The corresponding structures, materials, acts, and equivalents of all means or step plus function elements in the claims below are intended to include any structure, material, or act for performing the function in combination with other claimed elements as specifically claimed. The description of the present invention has been presented for purposes of illustration and description but is not intended to be exhaustive or limited to the invention in the form disclosed. Many modifications and variations will be apparent to those of ordinary skill in the art without departing from the scope and spirit of the invention. The embodiments were chosen and described in order to best explain the principles of the invention and the practical application, and to enable others of ordinary skill in the art to understand the invention for various embodiments with various modifications as are suited to the particular use contemplated.
Aspects of the present invention are described herein with reference to flowchart illustrations and/or block diagrams of methods, apparatus (systems), and computer program products according to embodiments of the invention. It will be understood that each block of the flowchart illustrations and/or block diagrams, and combinations of blocks in the flowchart illustrations and/or block diagrams, can be implemented by computer readable program instructions.
The instructions disclosed herein, which may execute on the computer, other programmable apparatus, or other device implement the functions/acts specified in the flowchart and/or block diagram block or blocks.
The flowchart and block diagrams in the Figures illustrate the architecture, functionality, and operation of possible implementations of systems, methods, and computer program products according to various embodiments of the present invention.

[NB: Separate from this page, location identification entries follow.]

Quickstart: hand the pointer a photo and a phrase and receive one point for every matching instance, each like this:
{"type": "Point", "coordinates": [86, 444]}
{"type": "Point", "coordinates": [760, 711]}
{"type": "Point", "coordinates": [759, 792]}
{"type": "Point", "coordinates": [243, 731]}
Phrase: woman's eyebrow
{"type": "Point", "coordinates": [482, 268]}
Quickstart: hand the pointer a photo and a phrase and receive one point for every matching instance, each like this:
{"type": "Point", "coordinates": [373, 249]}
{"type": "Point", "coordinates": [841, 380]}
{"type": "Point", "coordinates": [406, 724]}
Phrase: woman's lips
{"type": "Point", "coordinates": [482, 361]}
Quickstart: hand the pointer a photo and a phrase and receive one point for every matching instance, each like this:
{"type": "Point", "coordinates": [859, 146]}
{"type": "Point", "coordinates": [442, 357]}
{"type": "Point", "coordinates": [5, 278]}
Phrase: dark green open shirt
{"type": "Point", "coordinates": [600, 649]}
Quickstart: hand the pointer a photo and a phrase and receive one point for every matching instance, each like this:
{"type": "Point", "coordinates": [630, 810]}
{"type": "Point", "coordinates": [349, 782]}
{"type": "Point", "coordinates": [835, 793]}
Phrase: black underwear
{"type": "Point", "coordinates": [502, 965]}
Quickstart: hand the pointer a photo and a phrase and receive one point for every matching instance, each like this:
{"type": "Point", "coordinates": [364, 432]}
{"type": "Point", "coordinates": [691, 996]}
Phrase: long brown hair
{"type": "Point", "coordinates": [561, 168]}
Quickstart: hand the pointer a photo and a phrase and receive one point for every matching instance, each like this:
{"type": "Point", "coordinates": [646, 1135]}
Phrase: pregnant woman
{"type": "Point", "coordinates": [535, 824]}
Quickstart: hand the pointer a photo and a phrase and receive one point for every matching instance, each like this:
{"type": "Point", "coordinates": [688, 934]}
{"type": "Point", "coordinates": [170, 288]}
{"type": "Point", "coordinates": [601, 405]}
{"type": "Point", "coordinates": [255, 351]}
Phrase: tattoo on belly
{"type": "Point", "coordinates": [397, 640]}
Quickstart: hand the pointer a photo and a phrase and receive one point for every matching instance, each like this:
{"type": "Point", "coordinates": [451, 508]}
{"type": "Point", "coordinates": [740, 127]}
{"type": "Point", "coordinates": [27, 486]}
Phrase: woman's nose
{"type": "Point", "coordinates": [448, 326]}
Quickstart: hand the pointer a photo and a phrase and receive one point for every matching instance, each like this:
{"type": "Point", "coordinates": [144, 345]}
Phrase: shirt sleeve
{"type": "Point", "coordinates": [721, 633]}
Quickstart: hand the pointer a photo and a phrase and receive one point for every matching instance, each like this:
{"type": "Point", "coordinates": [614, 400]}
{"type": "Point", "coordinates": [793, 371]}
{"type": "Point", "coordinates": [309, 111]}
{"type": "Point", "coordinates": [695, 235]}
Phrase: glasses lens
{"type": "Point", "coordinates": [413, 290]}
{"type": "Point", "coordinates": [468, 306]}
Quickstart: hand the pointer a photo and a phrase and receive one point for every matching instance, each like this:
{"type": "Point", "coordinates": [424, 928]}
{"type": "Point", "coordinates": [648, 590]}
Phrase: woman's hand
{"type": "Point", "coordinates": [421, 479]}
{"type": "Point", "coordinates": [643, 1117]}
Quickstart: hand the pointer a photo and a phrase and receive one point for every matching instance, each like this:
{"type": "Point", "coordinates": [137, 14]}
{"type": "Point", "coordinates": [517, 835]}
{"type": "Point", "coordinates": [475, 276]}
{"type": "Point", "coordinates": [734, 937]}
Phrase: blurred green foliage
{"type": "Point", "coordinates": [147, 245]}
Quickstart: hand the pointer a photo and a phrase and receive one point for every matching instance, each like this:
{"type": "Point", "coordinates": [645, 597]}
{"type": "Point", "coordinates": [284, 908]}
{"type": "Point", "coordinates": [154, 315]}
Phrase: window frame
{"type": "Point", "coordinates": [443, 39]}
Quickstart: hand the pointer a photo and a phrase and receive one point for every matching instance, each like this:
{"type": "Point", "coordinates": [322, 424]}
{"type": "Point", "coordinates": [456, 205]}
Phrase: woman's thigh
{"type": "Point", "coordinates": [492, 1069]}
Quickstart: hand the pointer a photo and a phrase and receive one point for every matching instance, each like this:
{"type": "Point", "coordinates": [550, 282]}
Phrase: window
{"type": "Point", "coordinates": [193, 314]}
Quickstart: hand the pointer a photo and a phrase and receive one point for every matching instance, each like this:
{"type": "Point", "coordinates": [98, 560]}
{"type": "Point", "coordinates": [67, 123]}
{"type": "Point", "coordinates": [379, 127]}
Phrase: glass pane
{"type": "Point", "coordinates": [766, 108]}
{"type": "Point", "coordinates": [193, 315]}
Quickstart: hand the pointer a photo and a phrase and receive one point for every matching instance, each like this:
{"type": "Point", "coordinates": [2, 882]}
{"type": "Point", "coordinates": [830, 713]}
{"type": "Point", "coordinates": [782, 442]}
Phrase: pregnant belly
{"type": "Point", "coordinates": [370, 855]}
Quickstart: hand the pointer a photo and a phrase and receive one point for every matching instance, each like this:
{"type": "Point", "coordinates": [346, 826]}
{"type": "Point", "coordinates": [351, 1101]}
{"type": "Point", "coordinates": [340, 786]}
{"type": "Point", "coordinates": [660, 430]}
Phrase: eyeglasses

In this regard, each block in the flowchart or block diagrams may represent a module, segment, or portion of instructions, which comprises one or more executable instructions for implementing the specified logical function(s). In some alternative implementations, the functions noted in the blocks may occur out of the order noted in the Figures. For example, two blocks shown in succession may, in fact, be executed substantially concurrently, or the blocks may sometimes be executed in the reverse order, depending upon the functionality involved. It will also be noted that each block of the block diagrams and/or flowchart illustration, and combinations of blocks in the block diagrams and/or flowchart illustration, can be implemented by special purpose hardware-based systems that perform the specified functions or acts or carry out combinations of special purpose hardware and computer instructions.
The descriptions of the various embodiments of the present invention have been presented for purposes of illustration but are not intended to be exhaustive or limited to the embodiments disclosed. Many modifications and variations will be apparent to those of ordinary skill in the art without departing from the scope and spirit of the described embodiments. The terminology used herein was chosen to best explain the principles of the embodiments, the practical application or technical improvement over technologies found in the marketplace, or to enable others of ordinary skill in the art to understand the embodiments disclosed herein.